Warren Buffett’s ‘nuclear bomb’

Class warfare? Yes, it’s real, and it’s a war.  Indeed, it is an ‘unjust war,’ and immoral. It is not … Continued

Class warfare? Yes, it’s real, and it’s a war.  Indeed, it is an ‘unjust war,’ and immoral. It is not wealth itself that is immoral in America today; what is immoral is the growing political influence that extreme wealth can buy.  It’s a struggle for political influence to get economic advantages, including tax advantages, and in this kind of class warfare, only the mega wealthy have “the nuclear bomb” as Warren Buffett has recently said .

What Buffett means about “his side,” i.e. the mega rich, having all the nukes in class warfare means the very affluent have the means to pay for heavy hitting lobbying and influence in Congress. According to Buffett, the mega wealthy like him can pay for the best weapons. “We’ve got K Street and lobbyists. We’ve got money on our side in terms of contributions.”  Indeed, as Buffett said last fall, this is a war his class already “has won”.

What have the mega wealthy gotten for their “win”? One important win is highly favorable tax policy that benefits especially the very wealthy.

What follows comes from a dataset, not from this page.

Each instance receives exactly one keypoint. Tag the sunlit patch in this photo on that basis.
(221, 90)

The difference in what the wealthy and the rest pay in taxes is one of the major factors in creating accelerated income inequality since 1979, as the well-known CBO report
documents.  Republicans cry “class warfare” when the extremes of income inequality are critiqued, not only by President Obama or #OccupyWallStreet, but also by clergy like me .  But it’s not “class warfare” to critique, from a Christian perspective, the deliberate efforts to create gross economic inequality; to me, that’s just following Jesus and what he taught.  

But “class warfare” is going on, as Buffett so clearly explains, and it is a war of the super rich against the rest, a war they have already won. For example, the mega wealthy have bought themselves a tax structure where someone who is very wealthy, like Mitt Romney, pays far lower overall tax rates than the vast majority of Americans.  This is an income war, and it is a war against the majority of income earners in the U.S. who are largely unarmed in terms of political influence. 

 This is, by any measure, an ‘unjust war,’ and that is what makes it immoral.  Some of the mega wealthy have engaged in a deliberate and sustained effort to “un-level the playing field” in America. They have been spending enormous sums to create conditions that hugely favor one group (the very wealthy) over another (the rest).  To set out to do this on purpose is immoral precisely because it is creates a society that is structured to be unfair. 

Fairness and justice are bedrock issues in moral philosophy, and few have explained this better than John Rawls, one of the leading thinkers in moral philosophy in the 20th century.   His greatest work
, A Theory of Justice
(1971), is an acknowledged classic.  The theory takes its starting point from the argument that “most reasonable principles of justice are those everyone would accept and agree to from a fair position.”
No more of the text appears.